Jay T. Groves
Department of Chemistry
University of California, Berkeley
Berkeley, CA 94720
2002 Searle Scholar
Principles of Molecular Organization in Cell Membranes
Cells interact with each other and their environment through myriad membrane associated receptors and signaling molecules. In addition to individual receptor-ligand binding, spatial rearrangement of receptors into complex patterns is rapidly emerging as a broadly significant aspect of cell recognition. We are mounting a quantitative investigation of the physical characteristics and principles governing molecular reorganization events during initial stages of cellular recognition and signaling.

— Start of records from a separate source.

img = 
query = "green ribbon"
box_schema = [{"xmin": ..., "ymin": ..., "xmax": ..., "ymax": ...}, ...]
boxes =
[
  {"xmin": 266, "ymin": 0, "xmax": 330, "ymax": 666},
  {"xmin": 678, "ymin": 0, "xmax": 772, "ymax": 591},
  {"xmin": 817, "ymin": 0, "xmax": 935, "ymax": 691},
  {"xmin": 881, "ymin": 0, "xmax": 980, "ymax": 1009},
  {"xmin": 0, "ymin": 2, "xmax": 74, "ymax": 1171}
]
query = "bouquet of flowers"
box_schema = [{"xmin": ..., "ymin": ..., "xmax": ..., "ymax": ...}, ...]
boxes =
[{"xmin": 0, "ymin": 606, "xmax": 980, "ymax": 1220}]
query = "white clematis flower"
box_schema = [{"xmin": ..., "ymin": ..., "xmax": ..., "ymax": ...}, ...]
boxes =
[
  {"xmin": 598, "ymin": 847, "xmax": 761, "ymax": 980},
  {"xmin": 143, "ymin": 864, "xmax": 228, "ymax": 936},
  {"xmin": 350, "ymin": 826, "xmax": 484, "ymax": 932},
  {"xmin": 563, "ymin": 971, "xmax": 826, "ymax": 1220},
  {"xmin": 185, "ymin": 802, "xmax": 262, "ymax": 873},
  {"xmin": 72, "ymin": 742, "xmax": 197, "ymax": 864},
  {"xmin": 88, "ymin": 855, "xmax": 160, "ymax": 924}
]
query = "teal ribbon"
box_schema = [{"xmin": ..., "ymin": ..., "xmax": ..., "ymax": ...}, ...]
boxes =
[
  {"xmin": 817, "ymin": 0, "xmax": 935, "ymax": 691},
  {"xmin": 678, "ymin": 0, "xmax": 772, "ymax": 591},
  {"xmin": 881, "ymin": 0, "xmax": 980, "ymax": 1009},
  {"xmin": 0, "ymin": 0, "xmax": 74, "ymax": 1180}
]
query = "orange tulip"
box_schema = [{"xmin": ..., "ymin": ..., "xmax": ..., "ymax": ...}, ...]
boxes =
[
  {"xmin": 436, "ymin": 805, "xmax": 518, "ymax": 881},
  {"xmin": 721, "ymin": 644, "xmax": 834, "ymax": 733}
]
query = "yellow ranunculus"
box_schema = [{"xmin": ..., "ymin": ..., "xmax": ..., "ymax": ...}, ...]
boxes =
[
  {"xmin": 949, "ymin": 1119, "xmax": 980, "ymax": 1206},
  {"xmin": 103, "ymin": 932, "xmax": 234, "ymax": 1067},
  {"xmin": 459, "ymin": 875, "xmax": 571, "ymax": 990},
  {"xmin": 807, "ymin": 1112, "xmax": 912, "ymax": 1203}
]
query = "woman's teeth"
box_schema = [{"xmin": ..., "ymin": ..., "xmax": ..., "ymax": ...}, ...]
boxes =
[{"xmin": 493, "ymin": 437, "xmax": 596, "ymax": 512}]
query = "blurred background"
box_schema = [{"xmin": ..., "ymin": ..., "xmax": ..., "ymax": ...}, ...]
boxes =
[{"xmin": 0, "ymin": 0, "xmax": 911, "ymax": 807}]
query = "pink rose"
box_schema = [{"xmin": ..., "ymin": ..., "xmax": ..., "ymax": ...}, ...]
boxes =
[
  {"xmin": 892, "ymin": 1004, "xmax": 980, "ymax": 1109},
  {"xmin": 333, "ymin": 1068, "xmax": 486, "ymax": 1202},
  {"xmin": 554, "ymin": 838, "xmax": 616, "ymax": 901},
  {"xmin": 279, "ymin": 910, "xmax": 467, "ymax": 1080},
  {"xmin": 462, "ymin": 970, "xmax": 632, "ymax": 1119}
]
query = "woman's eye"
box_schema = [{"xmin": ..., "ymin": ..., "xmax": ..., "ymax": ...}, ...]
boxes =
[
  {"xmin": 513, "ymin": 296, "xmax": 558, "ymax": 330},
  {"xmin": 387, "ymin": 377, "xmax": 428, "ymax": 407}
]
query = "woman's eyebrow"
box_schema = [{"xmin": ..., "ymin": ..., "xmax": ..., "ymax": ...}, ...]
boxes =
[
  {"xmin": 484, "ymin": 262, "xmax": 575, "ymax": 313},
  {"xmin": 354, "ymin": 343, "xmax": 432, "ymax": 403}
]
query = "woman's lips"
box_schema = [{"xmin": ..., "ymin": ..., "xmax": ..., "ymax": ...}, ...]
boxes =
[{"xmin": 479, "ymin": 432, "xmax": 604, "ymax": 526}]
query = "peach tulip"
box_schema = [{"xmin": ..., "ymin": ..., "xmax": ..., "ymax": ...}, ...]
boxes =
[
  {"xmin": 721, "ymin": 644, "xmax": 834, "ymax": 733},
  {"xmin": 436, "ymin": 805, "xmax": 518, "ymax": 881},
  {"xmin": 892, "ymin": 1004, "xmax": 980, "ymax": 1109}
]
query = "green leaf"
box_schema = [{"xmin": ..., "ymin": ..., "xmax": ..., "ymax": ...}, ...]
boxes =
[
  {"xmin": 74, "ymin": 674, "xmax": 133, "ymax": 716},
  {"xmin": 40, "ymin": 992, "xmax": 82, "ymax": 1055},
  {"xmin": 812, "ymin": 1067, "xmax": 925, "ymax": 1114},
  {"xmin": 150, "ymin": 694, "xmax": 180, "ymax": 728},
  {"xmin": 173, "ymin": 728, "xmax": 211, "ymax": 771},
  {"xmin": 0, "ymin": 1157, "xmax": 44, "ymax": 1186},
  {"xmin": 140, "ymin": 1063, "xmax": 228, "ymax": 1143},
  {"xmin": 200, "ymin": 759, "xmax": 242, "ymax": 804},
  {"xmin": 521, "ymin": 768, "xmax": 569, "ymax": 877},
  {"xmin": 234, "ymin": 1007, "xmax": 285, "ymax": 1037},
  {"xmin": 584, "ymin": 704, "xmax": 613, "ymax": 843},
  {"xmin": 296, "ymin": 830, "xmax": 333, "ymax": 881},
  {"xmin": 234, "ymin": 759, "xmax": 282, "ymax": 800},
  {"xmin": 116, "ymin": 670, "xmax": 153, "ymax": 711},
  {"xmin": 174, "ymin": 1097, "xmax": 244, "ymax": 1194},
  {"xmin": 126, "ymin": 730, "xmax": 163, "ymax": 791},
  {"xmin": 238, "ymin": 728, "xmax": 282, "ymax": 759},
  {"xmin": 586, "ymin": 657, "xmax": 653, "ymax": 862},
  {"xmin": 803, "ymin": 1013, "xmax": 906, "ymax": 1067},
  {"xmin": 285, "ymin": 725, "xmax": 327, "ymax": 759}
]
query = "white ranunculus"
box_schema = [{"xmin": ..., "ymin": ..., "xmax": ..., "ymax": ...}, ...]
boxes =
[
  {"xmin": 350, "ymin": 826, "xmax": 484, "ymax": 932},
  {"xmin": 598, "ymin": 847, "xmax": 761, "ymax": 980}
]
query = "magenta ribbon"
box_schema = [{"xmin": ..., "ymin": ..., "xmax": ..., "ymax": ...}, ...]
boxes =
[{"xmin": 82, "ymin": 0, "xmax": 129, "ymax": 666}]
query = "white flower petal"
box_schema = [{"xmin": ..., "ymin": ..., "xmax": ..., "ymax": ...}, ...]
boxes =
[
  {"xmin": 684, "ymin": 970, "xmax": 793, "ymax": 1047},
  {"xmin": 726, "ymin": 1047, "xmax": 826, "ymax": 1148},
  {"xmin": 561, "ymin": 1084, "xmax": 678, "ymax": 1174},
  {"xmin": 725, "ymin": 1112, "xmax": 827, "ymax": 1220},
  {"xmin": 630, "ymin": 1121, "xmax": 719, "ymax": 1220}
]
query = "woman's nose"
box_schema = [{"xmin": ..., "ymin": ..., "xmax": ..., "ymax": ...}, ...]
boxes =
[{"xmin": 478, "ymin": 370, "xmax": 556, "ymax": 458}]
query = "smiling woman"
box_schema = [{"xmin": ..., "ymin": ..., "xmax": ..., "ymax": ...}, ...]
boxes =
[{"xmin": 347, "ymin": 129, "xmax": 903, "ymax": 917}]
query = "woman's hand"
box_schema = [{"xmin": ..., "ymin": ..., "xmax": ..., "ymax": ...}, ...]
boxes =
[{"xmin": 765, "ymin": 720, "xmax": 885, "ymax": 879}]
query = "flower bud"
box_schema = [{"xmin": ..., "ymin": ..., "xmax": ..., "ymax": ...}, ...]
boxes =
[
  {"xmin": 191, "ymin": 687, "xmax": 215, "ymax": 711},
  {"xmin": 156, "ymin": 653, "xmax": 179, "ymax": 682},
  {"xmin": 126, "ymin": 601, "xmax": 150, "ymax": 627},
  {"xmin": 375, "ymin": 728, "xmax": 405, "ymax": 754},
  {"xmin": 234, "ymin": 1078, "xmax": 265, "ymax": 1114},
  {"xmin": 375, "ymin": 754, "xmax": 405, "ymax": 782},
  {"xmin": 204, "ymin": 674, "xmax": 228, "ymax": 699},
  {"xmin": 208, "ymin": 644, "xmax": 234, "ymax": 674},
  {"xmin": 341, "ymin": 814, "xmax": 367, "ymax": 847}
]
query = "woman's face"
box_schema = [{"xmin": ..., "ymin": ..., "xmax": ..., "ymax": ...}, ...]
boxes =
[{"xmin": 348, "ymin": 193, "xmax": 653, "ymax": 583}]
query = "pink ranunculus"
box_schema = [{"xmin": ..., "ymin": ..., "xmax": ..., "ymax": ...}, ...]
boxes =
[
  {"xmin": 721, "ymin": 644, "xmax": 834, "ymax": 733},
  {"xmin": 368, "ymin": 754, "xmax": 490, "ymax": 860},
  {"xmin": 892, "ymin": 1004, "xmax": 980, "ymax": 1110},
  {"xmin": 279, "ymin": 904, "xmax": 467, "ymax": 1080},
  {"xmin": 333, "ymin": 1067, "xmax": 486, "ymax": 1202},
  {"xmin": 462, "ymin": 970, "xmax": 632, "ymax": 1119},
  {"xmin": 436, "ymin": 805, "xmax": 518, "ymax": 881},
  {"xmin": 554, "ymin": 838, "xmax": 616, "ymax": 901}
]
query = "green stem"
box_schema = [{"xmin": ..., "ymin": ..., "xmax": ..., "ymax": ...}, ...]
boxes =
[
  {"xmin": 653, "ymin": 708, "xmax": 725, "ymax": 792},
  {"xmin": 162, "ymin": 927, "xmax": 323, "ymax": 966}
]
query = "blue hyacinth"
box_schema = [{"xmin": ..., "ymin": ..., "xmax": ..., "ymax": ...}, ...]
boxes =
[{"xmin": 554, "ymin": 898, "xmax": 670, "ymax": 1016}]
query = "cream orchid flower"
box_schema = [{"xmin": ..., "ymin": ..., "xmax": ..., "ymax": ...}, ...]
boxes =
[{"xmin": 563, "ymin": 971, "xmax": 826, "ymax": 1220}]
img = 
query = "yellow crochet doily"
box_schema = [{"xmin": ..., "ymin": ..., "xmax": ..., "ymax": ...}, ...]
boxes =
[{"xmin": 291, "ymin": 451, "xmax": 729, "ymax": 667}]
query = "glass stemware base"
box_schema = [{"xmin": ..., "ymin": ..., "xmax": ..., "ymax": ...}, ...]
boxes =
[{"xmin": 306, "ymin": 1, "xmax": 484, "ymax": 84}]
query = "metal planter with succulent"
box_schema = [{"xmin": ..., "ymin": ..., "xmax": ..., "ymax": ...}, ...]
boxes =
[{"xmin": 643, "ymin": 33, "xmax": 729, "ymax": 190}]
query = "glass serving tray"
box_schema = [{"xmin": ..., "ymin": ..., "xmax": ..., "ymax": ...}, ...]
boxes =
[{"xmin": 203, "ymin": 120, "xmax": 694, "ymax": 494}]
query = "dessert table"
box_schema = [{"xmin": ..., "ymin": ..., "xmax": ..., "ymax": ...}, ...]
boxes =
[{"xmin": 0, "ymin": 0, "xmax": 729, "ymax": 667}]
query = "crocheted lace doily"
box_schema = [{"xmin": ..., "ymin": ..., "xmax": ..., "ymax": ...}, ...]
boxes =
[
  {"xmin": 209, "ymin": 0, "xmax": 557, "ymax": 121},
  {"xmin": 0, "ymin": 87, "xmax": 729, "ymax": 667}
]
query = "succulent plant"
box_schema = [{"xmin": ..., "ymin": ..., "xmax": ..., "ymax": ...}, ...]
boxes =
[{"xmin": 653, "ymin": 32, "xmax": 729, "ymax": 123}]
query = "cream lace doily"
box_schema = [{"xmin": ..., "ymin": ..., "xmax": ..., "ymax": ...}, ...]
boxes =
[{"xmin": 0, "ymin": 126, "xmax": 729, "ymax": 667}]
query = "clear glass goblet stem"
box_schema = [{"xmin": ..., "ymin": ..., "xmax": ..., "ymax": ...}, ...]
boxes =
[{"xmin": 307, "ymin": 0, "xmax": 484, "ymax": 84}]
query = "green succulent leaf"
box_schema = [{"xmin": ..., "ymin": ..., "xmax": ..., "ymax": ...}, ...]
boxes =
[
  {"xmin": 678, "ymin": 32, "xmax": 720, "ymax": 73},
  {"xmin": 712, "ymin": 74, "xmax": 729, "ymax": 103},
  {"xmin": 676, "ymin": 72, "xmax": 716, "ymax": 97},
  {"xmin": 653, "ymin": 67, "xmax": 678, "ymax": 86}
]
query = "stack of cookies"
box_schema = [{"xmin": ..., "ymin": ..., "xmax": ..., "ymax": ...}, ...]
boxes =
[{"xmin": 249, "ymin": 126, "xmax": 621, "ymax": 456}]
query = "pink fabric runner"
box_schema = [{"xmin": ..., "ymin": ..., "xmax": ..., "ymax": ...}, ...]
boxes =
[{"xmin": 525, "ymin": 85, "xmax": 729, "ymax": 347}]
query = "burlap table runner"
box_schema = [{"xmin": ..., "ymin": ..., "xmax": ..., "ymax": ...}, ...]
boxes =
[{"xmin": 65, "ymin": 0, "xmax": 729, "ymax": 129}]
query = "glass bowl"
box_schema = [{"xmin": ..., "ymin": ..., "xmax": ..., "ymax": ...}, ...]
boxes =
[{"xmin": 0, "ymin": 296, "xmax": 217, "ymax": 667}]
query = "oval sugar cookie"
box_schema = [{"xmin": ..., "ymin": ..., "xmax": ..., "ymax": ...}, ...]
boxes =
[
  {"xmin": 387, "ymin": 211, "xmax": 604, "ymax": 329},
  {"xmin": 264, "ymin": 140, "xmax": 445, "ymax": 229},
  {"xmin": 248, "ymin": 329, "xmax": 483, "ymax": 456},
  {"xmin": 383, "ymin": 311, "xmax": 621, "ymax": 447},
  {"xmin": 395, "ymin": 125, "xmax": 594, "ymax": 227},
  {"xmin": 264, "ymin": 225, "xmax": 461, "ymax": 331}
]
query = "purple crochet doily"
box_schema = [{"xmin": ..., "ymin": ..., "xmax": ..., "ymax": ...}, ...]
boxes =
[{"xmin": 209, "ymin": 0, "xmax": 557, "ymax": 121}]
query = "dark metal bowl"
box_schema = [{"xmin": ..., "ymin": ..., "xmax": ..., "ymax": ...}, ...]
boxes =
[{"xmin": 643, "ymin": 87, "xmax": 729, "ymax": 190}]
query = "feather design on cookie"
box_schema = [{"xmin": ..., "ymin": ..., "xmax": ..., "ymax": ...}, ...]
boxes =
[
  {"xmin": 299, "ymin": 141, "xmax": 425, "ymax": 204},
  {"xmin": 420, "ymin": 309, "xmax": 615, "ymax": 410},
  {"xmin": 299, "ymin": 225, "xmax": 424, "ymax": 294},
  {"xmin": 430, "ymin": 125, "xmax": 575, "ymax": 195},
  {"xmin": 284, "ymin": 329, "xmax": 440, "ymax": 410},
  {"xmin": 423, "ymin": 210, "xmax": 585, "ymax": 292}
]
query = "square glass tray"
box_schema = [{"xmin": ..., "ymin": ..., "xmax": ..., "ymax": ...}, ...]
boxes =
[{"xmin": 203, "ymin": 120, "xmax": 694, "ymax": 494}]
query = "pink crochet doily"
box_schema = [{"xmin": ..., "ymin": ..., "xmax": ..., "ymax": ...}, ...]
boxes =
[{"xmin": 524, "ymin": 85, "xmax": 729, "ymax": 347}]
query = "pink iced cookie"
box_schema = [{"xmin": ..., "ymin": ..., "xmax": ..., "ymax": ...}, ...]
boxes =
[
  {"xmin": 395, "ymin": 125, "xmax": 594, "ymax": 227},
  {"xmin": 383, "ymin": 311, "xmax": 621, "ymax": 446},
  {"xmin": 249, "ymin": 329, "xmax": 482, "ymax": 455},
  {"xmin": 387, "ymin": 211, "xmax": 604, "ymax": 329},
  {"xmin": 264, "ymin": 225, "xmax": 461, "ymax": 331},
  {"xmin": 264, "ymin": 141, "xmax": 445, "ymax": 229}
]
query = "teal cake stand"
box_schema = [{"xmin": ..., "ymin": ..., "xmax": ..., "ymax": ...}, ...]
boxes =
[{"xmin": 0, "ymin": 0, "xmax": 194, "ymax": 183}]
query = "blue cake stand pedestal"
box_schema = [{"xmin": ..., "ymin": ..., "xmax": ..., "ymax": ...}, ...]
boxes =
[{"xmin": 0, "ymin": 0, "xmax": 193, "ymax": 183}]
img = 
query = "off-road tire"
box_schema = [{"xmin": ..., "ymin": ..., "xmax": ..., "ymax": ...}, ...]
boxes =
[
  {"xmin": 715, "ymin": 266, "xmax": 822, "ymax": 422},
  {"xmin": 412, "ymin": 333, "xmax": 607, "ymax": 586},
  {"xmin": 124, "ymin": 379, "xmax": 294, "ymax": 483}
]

The basic problem to be addressed is the collective interaction between populations of receptors and ligands in two apposed fluid membranes. We wish to understand how the binding kinetics, lateral mobility of the membrane proteins, membrane bending effects, etc. influence molecular organization and recognition. Our approach is aimed toward elucidating how these physico-chemical parameters determine the formation of spatio-temporal patterns at cell signaling junctions. A three-pronged investigative platform which combines novel membrane experiments in reconstituted lipid membranes and cell biology with theoretical calculations and computer simulations has been formulated to meet our goals.
In the experimental aspect of this project, we are utilizing a variety of supported membrane configurations to examine spontaneous pattern formation in a controlled setting. The use of supported membrane systems is an especially powerful aspect of these studies in that micron and nanometer-scale structures can be fabricated onto the substrate and used to confine and control the fluid membrane in practically any desired geometry. In addition to our studies of processes in cellular membranes, we are developing a variety of hybrid bio-solidstate devices which incorporate fluid membranes. The basic goal is to construct chip-based components which can manipulate, control, and measure membranes and associated molecules. We employ a range of microfabrication techniques including photo- and electron-beam lithography to fabricate micron- and nanometer-scale structures which interface with fluid membranes.